Direct Support - Facebook is introducing a 1:1 chat support service with developers on staff.  They have opened this up to anyone at F8 with 6 months free.  Going to try this out.

Login Manager - With the updates to the SDK comes a new component that seems to abstract away some of the complexity of dealing with sessions and authentication in iOS and Android apps.  Pretty interesting an worthy of time.  

user_posts permission - Looks like you will be able to request permission to dig into a users news feed and related graph nodes/edges.  Pretty interesting and powerful.  I could definitely see value to crunching it for things like sentiment analysis, pro-active CS engagement, and interests & recommendations.

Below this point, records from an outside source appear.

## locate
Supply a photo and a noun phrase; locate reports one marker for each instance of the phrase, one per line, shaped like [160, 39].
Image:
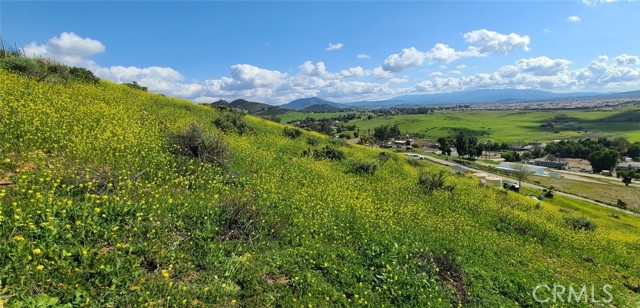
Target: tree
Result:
[627, 176]
[521, 173]
[620, 144]
[462, 144]
[444, 145]
[633, 150]
[604, 160]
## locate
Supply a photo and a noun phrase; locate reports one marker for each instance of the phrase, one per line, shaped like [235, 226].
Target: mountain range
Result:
[459, 97]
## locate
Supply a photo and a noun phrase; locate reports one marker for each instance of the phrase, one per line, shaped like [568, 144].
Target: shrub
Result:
[580, 223]
[239, 219]
[415, 163]
[329, 153]
[338, 142]
[231, 122]
[83, 75]
[430, 182]
[292, 133]
[621, 204]
[363, 168]
[383, 157]
[209, 148]
[135, 85]
[26, 66]
[313, 141]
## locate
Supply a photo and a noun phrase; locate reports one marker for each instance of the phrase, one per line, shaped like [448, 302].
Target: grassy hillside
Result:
[103, 208]
[508, 125]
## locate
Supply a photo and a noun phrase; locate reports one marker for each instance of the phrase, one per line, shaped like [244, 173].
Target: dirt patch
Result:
[450, 273]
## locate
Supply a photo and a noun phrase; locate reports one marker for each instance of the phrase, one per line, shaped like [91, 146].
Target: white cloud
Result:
[482, 43]
[68, 48]
[407, 58]
[380, 72]
[333, 47]
[542, 66]
[352, 72]
[545, 74]
[625, 59]
[490, 42]
[443, 53]
[574, 19]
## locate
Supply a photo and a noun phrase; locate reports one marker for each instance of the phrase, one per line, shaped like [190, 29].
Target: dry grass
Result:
[606, 193]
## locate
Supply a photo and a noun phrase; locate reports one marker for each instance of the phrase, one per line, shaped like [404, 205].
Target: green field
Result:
[105, 208]
[511, 126]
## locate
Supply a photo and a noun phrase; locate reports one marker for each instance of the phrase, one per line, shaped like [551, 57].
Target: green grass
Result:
[603, 192]
[103, 212]
[511, 126]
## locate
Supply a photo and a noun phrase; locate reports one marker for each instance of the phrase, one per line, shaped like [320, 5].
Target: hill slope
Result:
[106, 209]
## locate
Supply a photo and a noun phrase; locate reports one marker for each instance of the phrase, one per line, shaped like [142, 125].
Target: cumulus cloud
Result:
[407, 58]
[542, 66]
[545, 74]
[490, 42]
[625, 59]
[68, 48]
[352, 72]
[481, 43]
[573, 19]
[333, 47]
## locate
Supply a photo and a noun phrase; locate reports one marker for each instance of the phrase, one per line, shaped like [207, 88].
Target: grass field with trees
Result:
[118, 197]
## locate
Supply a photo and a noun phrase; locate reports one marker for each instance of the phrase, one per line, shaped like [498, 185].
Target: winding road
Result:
[459, 167]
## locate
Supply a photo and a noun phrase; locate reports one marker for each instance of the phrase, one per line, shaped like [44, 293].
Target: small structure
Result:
[635, 166]
[494, 180]
[511, 167]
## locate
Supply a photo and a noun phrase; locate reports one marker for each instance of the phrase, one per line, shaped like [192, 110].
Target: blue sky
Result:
[343, 51]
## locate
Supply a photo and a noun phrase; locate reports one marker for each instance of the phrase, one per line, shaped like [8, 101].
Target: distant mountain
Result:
[321, 108]
[489, 95]
[220, 103]
[485, 96]
[302, 103]
[251, 107]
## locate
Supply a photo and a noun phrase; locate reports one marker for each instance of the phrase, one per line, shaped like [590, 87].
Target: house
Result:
[511, 167]
[628, 166]
[561, 165]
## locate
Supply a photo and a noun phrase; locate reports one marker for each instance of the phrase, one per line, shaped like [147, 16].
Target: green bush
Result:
[580, 223]
[135, 85]
[329, 153]
[83, 75]
[313, 141]
[292, 133]
[232, 122]
[209, 148]
[363, 168]
[383, 157]
[338, 142]
[239, 219]
[430, 182]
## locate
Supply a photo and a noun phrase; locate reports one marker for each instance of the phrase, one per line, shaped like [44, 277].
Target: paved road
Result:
[458, 167]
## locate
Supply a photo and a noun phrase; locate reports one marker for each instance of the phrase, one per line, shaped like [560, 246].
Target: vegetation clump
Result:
[232, 122]
[197, 144]
[328, 153]
[580, 223]
[363, 168]
[430, 182]
[46, 70]
[292, 133]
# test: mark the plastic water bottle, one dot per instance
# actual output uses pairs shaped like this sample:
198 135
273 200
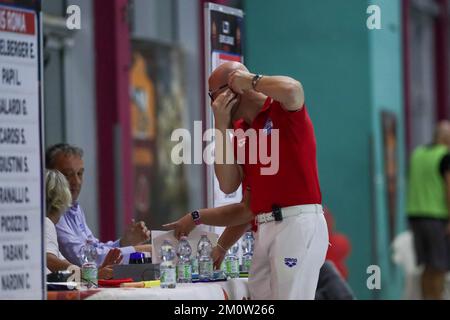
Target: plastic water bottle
89 271
194 264
184 268
248 244
232 262
205 263
167 266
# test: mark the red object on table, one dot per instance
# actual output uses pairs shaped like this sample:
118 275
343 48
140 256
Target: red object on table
113 283
340 246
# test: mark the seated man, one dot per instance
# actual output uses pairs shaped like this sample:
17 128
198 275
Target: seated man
58 200
72 228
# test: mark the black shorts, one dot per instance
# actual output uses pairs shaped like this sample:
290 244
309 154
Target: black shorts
431 242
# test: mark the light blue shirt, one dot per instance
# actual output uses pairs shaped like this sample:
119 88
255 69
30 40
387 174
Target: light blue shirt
73 232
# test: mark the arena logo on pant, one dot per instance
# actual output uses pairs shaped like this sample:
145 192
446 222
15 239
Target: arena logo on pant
290 262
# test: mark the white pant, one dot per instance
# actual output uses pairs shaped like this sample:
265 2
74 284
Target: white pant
287 258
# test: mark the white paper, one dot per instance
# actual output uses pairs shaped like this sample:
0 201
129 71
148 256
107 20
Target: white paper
158 238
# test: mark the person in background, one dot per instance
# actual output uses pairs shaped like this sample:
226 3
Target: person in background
428 210
72 229
58 199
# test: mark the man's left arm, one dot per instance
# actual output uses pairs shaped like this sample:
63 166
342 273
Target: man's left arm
288 91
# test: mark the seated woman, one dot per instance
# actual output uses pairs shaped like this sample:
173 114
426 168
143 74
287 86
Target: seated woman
58 200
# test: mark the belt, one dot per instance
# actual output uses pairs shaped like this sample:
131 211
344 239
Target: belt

Providing a Great Login Experience - this was the most valuable topic I thought.  They talked about the practice of "requiring" permissions and how it sours the user experience.  Some may be truly required, but usually they are not.  They also talked about how low the "decline" rates are with permissions and how it's not worth hard requires that block the user from proceeding.  The framework they discussed for designing a login flow was "Value, Respect, Reliable".  Value refers to communicating the value of sharing your information and they used Shazam as the example.  Respect refers to being respectful of you users' right to privacy and allowing them an experience while they "get to know" your app/company/service.  Reliability refers to the testing and thorough work put into your flow - if it's not bug-free, intuitive and fast, it's a big problem.  None of this is rocket science, but was a good reminder that this is the first impression you have with new users, make it count.

Session 3: Facebook Messenger

The session itself was a little disappointing. I was expecting more out of it and it was just kind of "ok".  There were some promising nuggets and food for thought in the broader announcements around messenger as a platform and messenger for business.

Messenger as a platform - the big thing here is sharing through messenger and allowing a conversation to take place from your app, through messenger and then back to your app.  I am not sure what this means for thredUP yet but some thoughts come to mind around "shopping with your friends", "building outfits for your friends", "gift lists" etc.

Messenger for business - this is the bigger opportunity I think.  It's early days but the gist of it is that a user could ask that we send a receipt to messenger for them.  This would deliver their receipt to their phone or to their inbox on facebook.  The user could then reply right there to ask questions or get help.  In addition, we could provide real-time fulfillment and shipping updates along the way and possibly ask for feedback post purchase.  They are currently focused on the after-sale experience but I would love to explore integrating with them in pre-sales for live onsite chat and maybe even co-browsing assistance.

Oculus

No real business application here yet - unless someone wants to hack on a 3D immersive shopping experience with Unity :)

But, the new demo - codenamed "Crescent Bay" was AMAZING.  I would love to set that up in the office in one of our conference rooms.  It was so completely immersive and it almost felt real.  There were times where I wanted to reach out and touch what I saw and in one scene with bullets, explosions and shrapnel flying in slow motion, I felt like I was in the matrix and needed to start dodging bullets.  Can't wait for it's release.